Этот титан на смертном одре заявляет, что не всё сделал для спасения своей души!
— Может ли художник состояться без этапа реализма?
— Ты думаешь, я не реалист? Я ещё какой реалист! И реализм ведь бывает такой, что глаза бы его не видели. Всё реально. Красочка — она ведь несёт свои ощущения. Искусство уже всё сделало. Были уже и пуантилизм, и «Чёрный квадрат» — и созидание, и отрицание. Можно и в традиции быть с индивидуальностью. Индивидуальность должна быть не придуманной из пальца — вот такой я оригинальный. Органично должно быть — как поток.
— Вы как-то используете свой особенный статус? Почётный член Российской академии художеств — это звучит!
— Все эти звания — очень специфическая штука. Можно надуться от гордости. А ведь могли и не дать — и что с того? «Быть знаменитым некрасиво — не это поднимает ввысь» — ещё Пастернак говорил. Надо стараться минимум тщеславия допускать. Всё относительно.

Вот был такой Олег Комов, скульптор. Весь народный, действительный, правда заслуженный. Сидит на скамейке, спрашивает меня: «Ты, наверное, весь членистый». «Да не, зачем мне», — отвечаю. А он настаивает: «Ну а вдруг в обком пойдёшь?»
Хорошо, я в обком не хожу. Скульпторам это надо, конечно, они с властью работают, их без званий к проекту не допустят. А мне достаточно солнечного света, холста и красочек.
Оксана Ефременко, арт-директор театра «Старый дом».

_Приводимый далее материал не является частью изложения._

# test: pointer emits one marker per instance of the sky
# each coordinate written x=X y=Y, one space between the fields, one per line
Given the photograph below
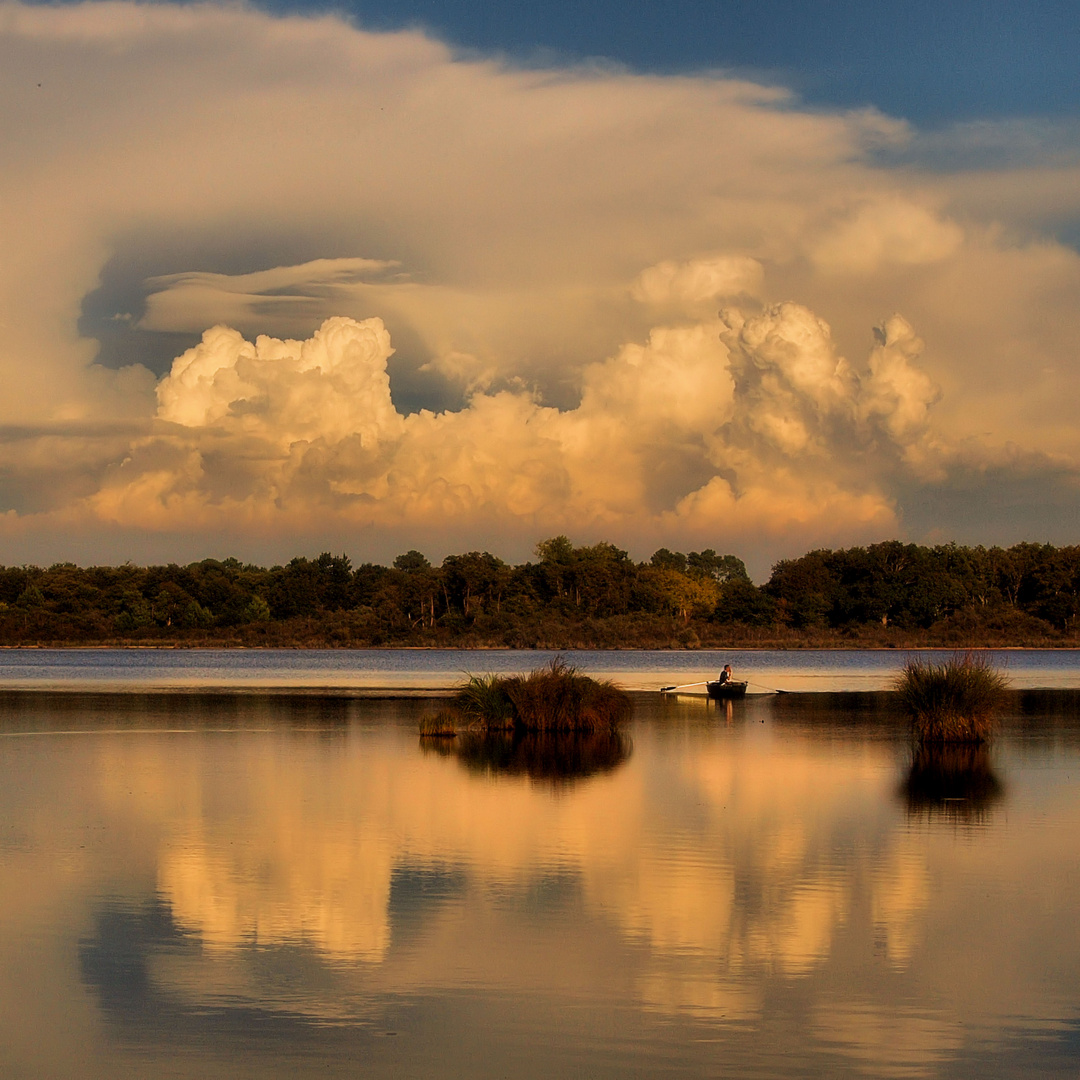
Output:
x=462 y=275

«Автопортрет в красной куртке», работа Виктора Бухарова. Фото с сайта область-искусства.рф
Многие заслуженно получают звания, конечно. Тот же Вадим Иванкин (председатель регионального отделения Союза художников. — А. В.) — за его великий труд. Созидательных организаторов мало, особенно тех, кто не ради себя, а для коллектива. Наша обязанность — помочь им, чем получится. И продолжать заниматься своим делом.